Seria provavelmente preciso ser-se um eremita para não saber que esta semana têm lugar as eleições presidenciais dos Estados Unidos da América. Digo esta semana, e não ontem, porque a contagem dos votos está demorada – como era esperado – e os resultados finais podem bem demorar vários dias a ser oficiais. Mais, talvez semanas, se algum dos candidatos decidir contestar os resultados.

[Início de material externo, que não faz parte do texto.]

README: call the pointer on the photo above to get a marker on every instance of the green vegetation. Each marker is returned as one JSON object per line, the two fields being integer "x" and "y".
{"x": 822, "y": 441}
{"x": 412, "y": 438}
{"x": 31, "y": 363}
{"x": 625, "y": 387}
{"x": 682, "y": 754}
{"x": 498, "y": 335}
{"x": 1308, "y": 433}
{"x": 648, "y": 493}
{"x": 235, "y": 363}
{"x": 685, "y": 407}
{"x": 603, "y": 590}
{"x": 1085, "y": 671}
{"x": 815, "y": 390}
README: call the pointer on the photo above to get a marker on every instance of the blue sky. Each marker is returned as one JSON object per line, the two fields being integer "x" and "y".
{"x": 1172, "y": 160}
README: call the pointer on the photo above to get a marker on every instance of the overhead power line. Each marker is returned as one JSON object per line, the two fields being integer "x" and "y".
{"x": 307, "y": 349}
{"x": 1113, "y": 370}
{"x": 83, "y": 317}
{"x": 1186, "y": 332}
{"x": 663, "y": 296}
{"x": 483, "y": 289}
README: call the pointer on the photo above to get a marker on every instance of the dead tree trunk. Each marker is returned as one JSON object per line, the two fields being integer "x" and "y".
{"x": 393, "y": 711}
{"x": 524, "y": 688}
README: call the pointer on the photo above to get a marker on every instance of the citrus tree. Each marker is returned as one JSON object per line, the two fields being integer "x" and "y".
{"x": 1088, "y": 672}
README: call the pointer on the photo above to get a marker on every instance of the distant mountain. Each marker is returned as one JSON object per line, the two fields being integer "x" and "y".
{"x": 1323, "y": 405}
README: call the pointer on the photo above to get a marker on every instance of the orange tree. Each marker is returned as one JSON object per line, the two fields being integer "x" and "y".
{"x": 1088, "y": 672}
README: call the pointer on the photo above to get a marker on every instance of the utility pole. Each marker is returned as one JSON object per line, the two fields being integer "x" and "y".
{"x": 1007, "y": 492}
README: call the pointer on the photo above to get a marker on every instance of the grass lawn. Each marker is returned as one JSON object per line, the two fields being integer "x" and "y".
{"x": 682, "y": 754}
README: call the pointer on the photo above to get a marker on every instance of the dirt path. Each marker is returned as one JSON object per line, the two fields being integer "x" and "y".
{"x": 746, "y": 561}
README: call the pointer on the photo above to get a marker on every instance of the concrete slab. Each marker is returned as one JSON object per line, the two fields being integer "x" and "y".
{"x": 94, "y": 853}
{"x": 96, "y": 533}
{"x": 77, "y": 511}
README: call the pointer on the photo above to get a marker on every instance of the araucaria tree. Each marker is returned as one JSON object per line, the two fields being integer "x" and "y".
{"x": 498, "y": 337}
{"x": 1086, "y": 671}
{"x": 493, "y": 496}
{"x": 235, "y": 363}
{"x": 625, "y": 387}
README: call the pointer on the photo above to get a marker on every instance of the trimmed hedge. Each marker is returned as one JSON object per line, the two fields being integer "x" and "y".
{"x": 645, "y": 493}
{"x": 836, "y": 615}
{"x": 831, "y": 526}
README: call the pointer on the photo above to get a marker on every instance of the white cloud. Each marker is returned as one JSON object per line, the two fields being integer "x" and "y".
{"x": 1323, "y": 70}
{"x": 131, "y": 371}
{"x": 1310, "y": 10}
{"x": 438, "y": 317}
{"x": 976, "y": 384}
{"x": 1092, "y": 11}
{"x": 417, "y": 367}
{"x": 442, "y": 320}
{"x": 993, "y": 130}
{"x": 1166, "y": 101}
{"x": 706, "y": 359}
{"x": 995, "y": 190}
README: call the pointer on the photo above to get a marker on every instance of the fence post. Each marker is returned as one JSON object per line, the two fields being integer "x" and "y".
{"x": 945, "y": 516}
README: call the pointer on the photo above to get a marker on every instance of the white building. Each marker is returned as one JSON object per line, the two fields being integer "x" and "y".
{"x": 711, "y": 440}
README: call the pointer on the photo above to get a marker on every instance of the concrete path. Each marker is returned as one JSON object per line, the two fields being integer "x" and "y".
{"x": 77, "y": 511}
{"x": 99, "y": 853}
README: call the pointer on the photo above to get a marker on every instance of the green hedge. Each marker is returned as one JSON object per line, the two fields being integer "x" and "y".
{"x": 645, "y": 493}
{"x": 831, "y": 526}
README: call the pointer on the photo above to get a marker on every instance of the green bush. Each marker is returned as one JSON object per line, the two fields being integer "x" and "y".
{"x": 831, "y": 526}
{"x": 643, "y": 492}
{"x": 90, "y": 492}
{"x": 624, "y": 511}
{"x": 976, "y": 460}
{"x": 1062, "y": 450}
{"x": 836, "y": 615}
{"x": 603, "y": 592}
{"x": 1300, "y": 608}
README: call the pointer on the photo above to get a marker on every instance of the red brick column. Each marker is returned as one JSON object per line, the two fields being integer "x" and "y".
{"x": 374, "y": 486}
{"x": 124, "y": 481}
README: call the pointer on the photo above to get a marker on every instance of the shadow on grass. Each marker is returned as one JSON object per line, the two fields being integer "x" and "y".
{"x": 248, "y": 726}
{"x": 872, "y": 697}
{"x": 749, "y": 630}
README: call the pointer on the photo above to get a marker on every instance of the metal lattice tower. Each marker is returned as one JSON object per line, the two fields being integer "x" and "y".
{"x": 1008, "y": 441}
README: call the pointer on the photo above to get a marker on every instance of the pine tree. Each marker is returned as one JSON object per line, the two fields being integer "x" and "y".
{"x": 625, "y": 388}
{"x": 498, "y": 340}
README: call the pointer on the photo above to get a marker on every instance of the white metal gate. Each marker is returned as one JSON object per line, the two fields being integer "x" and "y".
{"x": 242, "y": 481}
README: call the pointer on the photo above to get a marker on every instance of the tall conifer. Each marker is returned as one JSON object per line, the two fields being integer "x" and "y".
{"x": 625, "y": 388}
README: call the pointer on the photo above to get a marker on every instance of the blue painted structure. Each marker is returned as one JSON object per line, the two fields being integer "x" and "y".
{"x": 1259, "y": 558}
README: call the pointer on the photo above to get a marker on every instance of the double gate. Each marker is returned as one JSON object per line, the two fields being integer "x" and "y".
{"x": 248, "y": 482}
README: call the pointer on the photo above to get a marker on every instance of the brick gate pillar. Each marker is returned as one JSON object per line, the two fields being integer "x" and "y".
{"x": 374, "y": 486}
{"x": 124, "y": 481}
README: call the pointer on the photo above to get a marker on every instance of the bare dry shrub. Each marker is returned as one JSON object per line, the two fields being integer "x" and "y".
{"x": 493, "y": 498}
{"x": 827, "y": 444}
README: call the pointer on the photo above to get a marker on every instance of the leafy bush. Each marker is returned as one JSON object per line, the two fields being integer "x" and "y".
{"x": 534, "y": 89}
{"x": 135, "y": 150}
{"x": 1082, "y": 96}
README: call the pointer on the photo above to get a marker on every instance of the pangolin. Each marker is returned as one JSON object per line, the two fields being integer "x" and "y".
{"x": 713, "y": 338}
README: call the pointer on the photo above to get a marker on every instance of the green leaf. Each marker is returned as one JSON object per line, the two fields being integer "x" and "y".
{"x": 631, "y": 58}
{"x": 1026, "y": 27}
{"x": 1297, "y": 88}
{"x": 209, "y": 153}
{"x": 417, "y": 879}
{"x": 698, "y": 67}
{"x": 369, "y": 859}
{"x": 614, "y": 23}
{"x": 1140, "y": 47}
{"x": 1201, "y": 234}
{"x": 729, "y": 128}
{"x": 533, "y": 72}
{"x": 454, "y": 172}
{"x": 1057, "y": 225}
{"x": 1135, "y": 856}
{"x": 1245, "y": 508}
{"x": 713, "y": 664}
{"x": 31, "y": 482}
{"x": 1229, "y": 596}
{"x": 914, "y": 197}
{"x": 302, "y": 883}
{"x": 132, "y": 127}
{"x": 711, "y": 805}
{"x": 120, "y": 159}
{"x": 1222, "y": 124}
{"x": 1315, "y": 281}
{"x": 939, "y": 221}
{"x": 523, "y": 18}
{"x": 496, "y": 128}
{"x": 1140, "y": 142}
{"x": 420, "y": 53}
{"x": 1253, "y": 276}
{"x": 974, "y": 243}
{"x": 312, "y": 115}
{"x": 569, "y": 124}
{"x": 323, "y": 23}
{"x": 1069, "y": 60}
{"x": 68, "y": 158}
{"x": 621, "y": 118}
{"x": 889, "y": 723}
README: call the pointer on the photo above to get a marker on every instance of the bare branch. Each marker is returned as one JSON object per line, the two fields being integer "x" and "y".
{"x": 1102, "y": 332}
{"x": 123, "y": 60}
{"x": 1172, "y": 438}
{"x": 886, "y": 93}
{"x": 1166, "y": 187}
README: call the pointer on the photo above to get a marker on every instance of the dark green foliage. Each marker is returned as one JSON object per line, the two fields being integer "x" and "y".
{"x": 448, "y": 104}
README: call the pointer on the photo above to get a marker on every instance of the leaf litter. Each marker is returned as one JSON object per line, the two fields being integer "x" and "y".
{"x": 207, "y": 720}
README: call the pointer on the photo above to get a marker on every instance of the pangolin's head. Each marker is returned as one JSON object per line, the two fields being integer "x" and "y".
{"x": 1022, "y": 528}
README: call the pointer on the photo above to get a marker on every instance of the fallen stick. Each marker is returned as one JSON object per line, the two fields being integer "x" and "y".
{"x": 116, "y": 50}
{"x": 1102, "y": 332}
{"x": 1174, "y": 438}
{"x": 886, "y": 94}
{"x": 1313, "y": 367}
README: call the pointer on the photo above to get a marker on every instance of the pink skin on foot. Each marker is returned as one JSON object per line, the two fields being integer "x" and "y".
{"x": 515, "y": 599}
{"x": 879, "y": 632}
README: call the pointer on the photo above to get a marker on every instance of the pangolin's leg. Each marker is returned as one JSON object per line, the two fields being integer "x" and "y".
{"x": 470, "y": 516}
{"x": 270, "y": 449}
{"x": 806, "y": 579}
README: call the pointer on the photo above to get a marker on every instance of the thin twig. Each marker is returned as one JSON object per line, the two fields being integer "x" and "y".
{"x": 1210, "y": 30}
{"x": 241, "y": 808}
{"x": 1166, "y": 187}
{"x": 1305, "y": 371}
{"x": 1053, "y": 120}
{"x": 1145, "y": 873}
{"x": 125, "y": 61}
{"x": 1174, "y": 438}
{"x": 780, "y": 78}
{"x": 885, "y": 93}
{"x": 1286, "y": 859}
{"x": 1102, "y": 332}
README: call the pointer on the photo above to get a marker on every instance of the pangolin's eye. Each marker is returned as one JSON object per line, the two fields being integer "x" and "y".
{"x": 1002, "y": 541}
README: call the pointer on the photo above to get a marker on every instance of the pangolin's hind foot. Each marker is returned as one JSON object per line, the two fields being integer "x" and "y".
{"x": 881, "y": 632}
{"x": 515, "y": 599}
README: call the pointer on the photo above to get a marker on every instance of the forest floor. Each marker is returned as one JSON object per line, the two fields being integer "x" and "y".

Na noite de 3 de Novembro de 2020, Terça-Feira, fui dormir sem grandes expectativas, mas com uma esperança escondida de que os EUA votassem no bom-senso: por muito que Joe Biden não fosse o meu candidato perfeito, é pelo menos uma pessoa com quem se pode debater sem ficar completamente frustrado pelos esquemas, as mentiras, as desinformações, os contra-sensos, do actual presidente dos EUA. E, portanto, com Joe Biden pelo menos podemos trabalhar. Na manhã de Quarta-Feira, quando fui ver o progresso das eleições, tive duas reacções imediatas: primeiro, uma tristeza enorme de ver que os EUA ainda batalhavam, depois de tantas horas, por esse voto no bom-senso. Não devia nunca ter sido uma corrida tão renhida. Depois, fiquei ainda mais preocupada porque, avaliando a matemática, Trump tinha ainda muita margem de manobra para ganhar as eleições.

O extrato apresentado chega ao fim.